What my task does is:

  1. Get configuration from Extension configuration in build.gradle.kts
  2. Download files based on aforementioned configuration
  3. Generate Java code based on downloaded files
  4. Add newly generated files/directories to sourceSets

But I assume there’s a better way to do it, right?

“Informing” it is totally unnecessary.
Just let a ProjectLayout instance be injected by Gradle then you could ask that.
But also that is most probably not what you should do.
Assuming you want to know where it is to generate the files to somewhere, instead you should declare an @OutputDirectory property that you set to something like layout.buildDirectory.dir("generated/sources/whatever") in the plugin that registers that task.

Download files based on aforementioned configuration

Can these files change on the serverside without change in configuration in your buildscript? If so, how can the task ever be up-to-date or cacheable if its outcome depends on that external mutable state? If it is the case, you should probably split your task into two, one that does the download and is an @UntrackedTask so that is always executed and then the task processing the downloaded files which can be up-to-date or cached if the downloaded input files are the same as previously.

Add newly generated files/directories to sourceSets

Hopefully you were unclear in your words and your task does not try to change the source set configuration, that is really not something a task should do.

Once your task properly declares its inputs and outputs correctly, you should just configure the task itself (or a provider for it) as srcDir for the source set, then the outputs of the task are automatically considered source files and all consumers of source files that properly request them automatically have the necessary task dependency on the generation task implicitly.

Hi,
I think I finally have working Java version. I’m sharing this if anyone needs it in the future.

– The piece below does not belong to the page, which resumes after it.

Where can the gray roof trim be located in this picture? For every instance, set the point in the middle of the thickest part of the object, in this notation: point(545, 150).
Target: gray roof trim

Thank you @Vampire for all your help!

Key points:

  • Read and understand well Gradle manual: Understanding Properties and Providers
  • Read excellent blog post: CĂ©dric Champeau's blog: Understanding Gradle plugins: the provider API
  • Task class
    • Make your task class abstract
    • @Inject ProjectLayout via constructor injection
    • Provide @OutputDirectories and populate them in Plugin class.
    • Generate your source classes to those paths in @TaskAction marked method.
  • Plugin class
    • In Plugin.apply(), during task registration provide OutputDirectories values so your task can be registered as source for SourceSet
    • Register you task as SourceSet dir

I hope it helps anyone struggling with the same problems as I had.

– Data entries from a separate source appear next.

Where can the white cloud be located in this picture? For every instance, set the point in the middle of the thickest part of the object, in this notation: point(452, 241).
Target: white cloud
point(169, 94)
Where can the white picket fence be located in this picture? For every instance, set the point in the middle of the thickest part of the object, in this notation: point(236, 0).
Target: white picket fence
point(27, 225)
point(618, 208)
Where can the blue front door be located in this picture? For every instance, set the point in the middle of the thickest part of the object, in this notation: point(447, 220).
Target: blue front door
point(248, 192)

Why would you inject ProjectLayout to the task class if you write to the @OutputDirectory that you configured from your plugin? :slight_smile:

Hi,
source code is generated as separate director with /src/main/java, /src/main/resources and some additional files here and there. Therefore I’m passing projectLayout.getBuildDir()+“/generated” to the generator. This is going to generate directory to: generated/producer/$GROUP/$CONTRACT/

Source set should set to: generated/producer/$GROUP/$CONTRACT/src/main/java

Injecting ProjectLayout allows me separating the two paths.

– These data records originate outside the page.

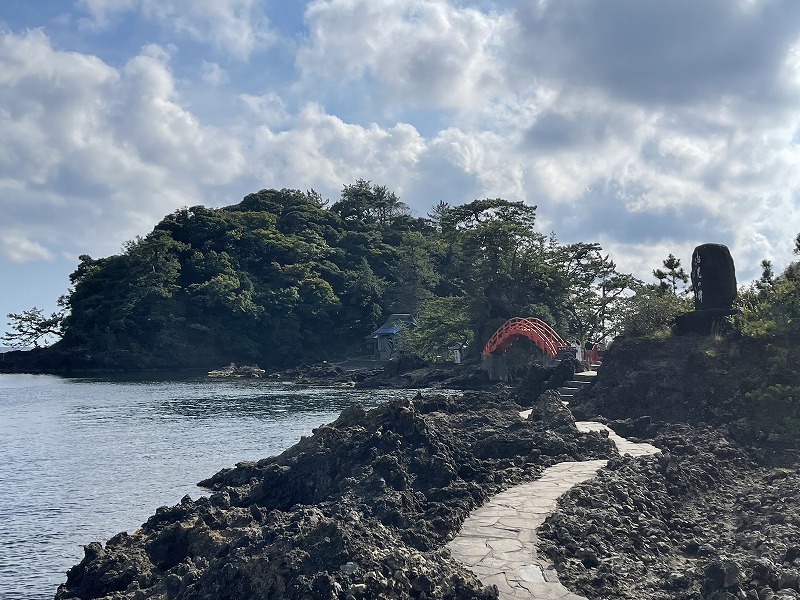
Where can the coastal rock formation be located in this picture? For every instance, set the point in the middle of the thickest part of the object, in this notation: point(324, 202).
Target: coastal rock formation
point(361, 509)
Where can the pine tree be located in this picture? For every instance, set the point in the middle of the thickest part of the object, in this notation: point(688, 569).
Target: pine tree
point(671, 274)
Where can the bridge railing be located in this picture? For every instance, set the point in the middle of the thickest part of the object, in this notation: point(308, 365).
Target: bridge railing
point(538, 331)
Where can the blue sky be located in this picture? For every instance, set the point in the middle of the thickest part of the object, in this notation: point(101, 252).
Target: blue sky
point(647, 126)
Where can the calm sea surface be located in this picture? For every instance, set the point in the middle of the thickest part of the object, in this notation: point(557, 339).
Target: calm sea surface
point(83, 459)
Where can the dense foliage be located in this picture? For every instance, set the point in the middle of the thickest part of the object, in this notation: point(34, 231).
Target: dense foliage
point(282, 278)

Sounds like you still do it wrongly.
You must not configure the path for the srcDir manually or you miss the implicit task dependency.
Sounds like you should have two @OutputDirectory properties, one for sources, one for resources.
Then you can configure those properties as srcDir for java and resources of the source set, properly configured output properties also inherit the task dependency.

I declare @OutputDirectorier property that I set to something like layout.buildDirectory.dir("generated/sources/whatever") in the plugin that registers that task.

Then I just configure the task provider as srcDir for the source set - also in Plugin class.

I hope that this is correct :slight_smile:

@OutputDirectory not @OutputDirectorier, but I guess that was just a typo. :smiley:

Well, if the task only generates sources that is fine.
But you said it generates sources and resources, so you would need it separated for main.java.srcDir and main.resources.srcDir, wouldn’t you?

Also with that setup you mean you do not longer inject the project layout into the task, do you?
If you do, I did not yet understand why.